Cinephiles have been anticipating the death of celluloid for years now, predictions that seemed on the verge of coming true when Fujifilm closed its motion picture division last year. But Kodak, now the last remaining major company to produce motion-picture film, has received a major bailout courtesy of some prominent film directors/activists.
The Wall Street Journal reports that Kodak has seen its film sales fall 96 percent since 2006, an alarming financial reality that almost led to the closure of its film manufacturing plant in Rochester, N.Y. Kodak’s attempt to get movie studios to invest directly in the company faltered, but a new plan to secure long-term buying commitments from movie studios is reportedly proving successful enough to keep Kodak in business for the foreseeable future.
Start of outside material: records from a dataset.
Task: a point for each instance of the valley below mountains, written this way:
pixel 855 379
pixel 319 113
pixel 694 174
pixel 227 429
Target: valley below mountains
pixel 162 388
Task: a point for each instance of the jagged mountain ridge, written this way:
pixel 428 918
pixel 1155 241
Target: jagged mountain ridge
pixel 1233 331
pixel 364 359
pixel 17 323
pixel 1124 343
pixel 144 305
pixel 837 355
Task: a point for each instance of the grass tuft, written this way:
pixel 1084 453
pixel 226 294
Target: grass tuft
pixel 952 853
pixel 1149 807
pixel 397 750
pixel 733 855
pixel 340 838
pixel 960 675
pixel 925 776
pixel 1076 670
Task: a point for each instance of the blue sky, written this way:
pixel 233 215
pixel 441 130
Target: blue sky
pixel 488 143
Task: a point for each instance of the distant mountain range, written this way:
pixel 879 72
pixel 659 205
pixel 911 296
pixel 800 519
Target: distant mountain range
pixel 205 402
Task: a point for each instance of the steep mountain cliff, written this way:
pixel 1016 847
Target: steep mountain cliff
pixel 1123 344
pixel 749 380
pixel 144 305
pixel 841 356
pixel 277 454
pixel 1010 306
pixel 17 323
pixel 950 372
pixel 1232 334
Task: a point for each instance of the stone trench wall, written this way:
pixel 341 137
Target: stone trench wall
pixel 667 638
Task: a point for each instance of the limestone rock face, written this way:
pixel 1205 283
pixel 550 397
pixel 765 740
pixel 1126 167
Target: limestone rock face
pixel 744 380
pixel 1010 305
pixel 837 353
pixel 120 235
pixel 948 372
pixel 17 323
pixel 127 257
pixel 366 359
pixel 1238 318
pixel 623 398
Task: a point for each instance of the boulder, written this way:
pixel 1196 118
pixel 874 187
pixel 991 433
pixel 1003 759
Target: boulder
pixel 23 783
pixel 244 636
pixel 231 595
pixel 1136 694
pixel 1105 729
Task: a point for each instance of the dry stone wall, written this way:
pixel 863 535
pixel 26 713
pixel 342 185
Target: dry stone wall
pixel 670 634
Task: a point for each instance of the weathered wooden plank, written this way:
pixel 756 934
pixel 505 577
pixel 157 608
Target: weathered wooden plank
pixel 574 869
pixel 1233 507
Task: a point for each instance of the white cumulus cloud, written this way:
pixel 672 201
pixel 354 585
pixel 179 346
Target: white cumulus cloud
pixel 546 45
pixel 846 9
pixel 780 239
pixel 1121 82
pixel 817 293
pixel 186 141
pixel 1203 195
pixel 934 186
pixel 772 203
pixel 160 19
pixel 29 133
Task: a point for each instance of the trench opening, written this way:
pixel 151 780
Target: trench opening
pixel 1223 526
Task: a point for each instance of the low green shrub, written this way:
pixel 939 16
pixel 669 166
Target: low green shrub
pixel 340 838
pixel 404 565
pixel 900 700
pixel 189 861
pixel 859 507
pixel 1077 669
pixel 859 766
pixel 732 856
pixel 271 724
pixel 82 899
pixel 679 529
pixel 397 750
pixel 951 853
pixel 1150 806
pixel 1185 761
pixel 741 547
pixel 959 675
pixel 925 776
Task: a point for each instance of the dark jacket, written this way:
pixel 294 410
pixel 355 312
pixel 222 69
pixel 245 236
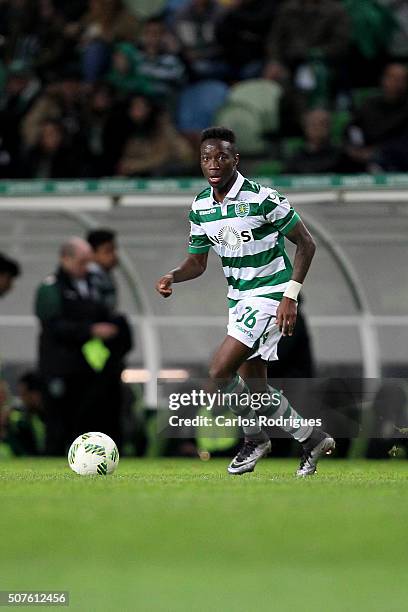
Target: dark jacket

The Weinstein Company, Warner Brothers, Universal Pictures, Paramount Pictures, and Walt Disney Studios are all currently negotiating commitments to buy a certain, undisclosed amount of motion-picture film from Kodak every year, regardless of whether they plan on using it.
The plan has succeeded in large part due to the efforts of prominent directors like Christopher Nolan, J.J. Abrams (who’s shooting Star Wars: Episode VII on film), Judd Apatow, and Quentin Tarantino. All four rallied a group of Hollywood directors to support the plan and force the hand of studio executives like Bob Weinstein, who tells the WSJ, “I don’t think we could look some of our filmmakers in the eyes if we didn’t do it.”
Kodak CEO Jeff Clarke says that, with the new guarantees in place, his company’s film division should return to profitability in 2016. But, he adds, the real benefit of the deal will be “a deeper recognition that film is valuable.”